Production began in November 2016, with principal photography starting in June 2017. Ramkumar chose to make the film with producer Dilli Babu and starring Vishnu in July 2017. Amala Paul joined the cast of the film in late November 2017, with production starting thereafter. In June 2017, the title of the film was changed to Ratsasan.

==Music==

Ghibran composed the soundtrack and background score of Ratsasan. He began composing the soundtrack in early 2017. He also finished composing the theme music for the film's teaser in August 2018. The album features four songs composed by Ghibran and lyrics written by Umadevi, Ramkumar, Ratnakumar and GKB. One song, "Kaadhal Kadal Dhana", was released as a single on 15 September 2018.

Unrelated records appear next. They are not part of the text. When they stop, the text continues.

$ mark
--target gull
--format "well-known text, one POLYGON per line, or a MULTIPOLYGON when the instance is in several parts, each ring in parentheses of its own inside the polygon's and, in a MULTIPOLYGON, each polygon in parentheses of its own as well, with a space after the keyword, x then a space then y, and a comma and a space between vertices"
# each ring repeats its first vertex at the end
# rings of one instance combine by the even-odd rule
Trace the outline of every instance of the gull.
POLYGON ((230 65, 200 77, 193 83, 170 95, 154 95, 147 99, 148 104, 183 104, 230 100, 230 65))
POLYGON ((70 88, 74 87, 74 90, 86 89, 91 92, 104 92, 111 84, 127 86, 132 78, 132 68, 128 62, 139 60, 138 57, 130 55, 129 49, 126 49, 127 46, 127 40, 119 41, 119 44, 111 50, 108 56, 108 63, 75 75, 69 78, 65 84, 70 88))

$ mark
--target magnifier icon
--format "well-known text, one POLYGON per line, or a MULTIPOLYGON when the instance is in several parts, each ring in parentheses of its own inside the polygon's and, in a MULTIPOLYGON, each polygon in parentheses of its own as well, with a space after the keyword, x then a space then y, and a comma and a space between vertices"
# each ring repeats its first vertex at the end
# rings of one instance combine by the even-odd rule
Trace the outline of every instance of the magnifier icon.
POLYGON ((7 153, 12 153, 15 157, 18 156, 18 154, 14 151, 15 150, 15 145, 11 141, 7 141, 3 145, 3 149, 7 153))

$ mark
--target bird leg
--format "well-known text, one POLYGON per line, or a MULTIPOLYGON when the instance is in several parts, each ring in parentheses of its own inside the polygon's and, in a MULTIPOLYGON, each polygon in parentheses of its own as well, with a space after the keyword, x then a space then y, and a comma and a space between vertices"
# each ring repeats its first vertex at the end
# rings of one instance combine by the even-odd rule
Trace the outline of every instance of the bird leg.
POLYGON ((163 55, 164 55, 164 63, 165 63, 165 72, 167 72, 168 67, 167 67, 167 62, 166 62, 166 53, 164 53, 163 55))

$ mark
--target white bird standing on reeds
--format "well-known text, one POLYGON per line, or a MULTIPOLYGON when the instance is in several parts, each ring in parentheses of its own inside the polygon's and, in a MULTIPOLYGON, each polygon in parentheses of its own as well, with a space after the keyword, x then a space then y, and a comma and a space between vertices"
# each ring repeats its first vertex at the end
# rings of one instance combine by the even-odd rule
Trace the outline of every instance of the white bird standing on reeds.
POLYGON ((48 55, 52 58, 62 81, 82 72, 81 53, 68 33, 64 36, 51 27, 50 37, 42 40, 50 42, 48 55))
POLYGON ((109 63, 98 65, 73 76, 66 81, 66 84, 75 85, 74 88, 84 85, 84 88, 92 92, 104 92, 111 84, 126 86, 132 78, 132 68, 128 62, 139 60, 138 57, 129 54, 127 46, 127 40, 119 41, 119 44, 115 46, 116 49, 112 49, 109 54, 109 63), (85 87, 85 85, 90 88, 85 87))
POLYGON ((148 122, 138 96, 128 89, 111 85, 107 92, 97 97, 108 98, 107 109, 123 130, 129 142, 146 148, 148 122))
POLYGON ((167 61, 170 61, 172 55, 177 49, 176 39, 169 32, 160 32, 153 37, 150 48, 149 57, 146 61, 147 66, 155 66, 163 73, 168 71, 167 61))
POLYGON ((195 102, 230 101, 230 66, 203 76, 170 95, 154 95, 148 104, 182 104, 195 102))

The album was released on 27 September 2018, at the Suryan FM Radio Station, Chennai featuring the composer and other crew members present during the crew members present in the event. V. Lakshmi from The Times of India gave a positive review for the soundtrack and stated "Kaadhal Kadal Dhana" as "a romantic melody, a genre that Ghibran is a master at. Slow and lullaby-like, the persistent strings in the background are soothing, and despite distinct arrangements, the vocals are pronounced enough to make an impact".

Track listing
| No. | Title | Lyrics | Singers | Length |
|---|---|---|---|---|
| 1. | "Kaadhal Kadal Dhana" | Umadevi | D. Sathyaprakash, Chaitra Ambadipudi | 3:26 |
| 2. | "Hey Piriyame Piriyame" | Ratnakumar | Yazin Nizar, Anudeep Dev, Pragathi Guruprasad, Ratnakumar | 3:50 |
| 3. | "Kanamma Kanvizhi" | Ramkumar | Sean Roldan | 3:27 |
| 4. | "Maayangal Naanada" (Theme Song) | GKB | Yazin Nizar, Ranjth, Shabir, Shenbagaraj, Narayanan | 3:30 |
| Total length: |  |  |  | 14:13 |

==Release==
===Theatrical===
Ratsasan was released worldwide on 5 October 2018.

===Home media===
The film had its television premiere on 16 January 2019 on Sun TV.

== Reception ==
Ratsasan received positive reviews from critics. On the review aggregator website Rotten Tomatoes, 95% of 4 critics' reviews are positive, with an average rating of 8.3/10.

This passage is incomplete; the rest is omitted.